Last night's camp was another cracker. Fantastically peaceful with only the sound of unsleeping geese and wildfowl to accompany us. Sunrise was spectacular and the pic simply doesn't do it justice.
 
The reserve really is amazing and a couple of hours spent walking about this morning resulted in a full visual on a Cetti's warbler, coypu so close I could literally hear them munching, roe deer, and literally thousands of waders, wildfowl and geese. Notables included pintails, ruff and spoonbills.

We also encountered a few spectacular raptor sightings. We saw peregrines tearing through the reserve scattering everything in their wake, an airborne kestrel / buzzard duel and corvids pirating a marsh harrier's prey. There wasn't much Christmas spirit evident; in spite of the entire area being festooned in natural mistletoe.

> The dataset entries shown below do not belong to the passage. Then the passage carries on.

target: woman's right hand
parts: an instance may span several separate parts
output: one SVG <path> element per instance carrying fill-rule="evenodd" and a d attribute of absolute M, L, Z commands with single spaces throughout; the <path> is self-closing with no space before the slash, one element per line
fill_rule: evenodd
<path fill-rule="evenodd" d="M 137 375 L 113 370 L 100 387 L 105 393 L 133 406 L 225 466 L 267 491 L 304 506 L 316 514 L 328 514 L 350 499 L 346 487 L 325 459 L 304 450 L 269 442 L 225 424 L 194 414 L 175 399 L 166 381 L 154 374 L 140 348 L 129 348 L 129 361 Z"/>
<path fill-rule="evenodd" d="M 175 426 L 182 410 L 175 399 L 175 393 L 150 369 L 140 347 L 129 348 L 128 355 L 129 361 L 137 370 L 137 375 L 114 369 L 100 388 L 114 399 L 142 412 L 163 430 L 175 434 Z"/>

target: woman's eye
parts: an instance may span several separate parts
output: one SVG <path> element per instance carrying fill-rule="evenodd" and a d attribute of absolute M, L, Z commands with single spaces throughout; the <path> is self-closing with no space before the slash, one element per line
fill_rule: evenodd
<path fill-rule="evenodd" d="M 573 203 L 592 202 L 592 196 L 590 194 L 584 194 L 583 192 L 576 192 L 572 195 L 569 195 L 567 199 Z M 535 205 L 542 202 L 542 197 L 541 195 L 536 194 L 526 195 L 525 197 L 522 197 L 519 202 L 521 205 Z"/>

After leaving, we bumbled only a few km north and had lunch near the D-Day Utah Beach musuem. The museum itself was closed but there are loads of real-life exhibits and memorials along this stretch of coastline. Some casual sea-watching from here pleasingly threw up a good number of dolphin sightings and diving gannets making the most of the dolphins' corralling efforts.
 
I managed a run from here while Emma continued to relax and recuperate. Thankfully she's improving all the time so we've decided to carry on bumbling - albeit in a much-curtailed fashion; staying close to French ferry ports just in case the truck's oil leak worsens dramatically.
 
From the extended lunch stop we headed up the Cherbourg peninsula to the coordinates shown (kipping here). It was all a bit of a random decision to head here but it appealed to me to look out across the sea to Alderney from where - only a few short months ago - I'd looked out across the sea to the Cherbourg peninsula. Alderney looks well and I can even make out some of the landmarks I visited on the push bike.
 
The coastline where we are is very different to that of the east of the peninsula, it's much more rugged and windswept. Birds aren't as prevalent but in a casual hour on the foreshore I saw redshank, little grebe*, turnstones, ringed plover, dunlin, little egret, grey heron, cormorant, numerous gull species, stonechat and meadow pipit.
 
Altogether a grand Christmas day.

Sent from my Nexus 4
 
*[Edited post trip] I was never quite happy with this ID as the grebes struck me as being slightly unusual but they were distant, the light was bad and I didn't have my good optics with me. Later research revealed they were almost certainly Slavonian grebes.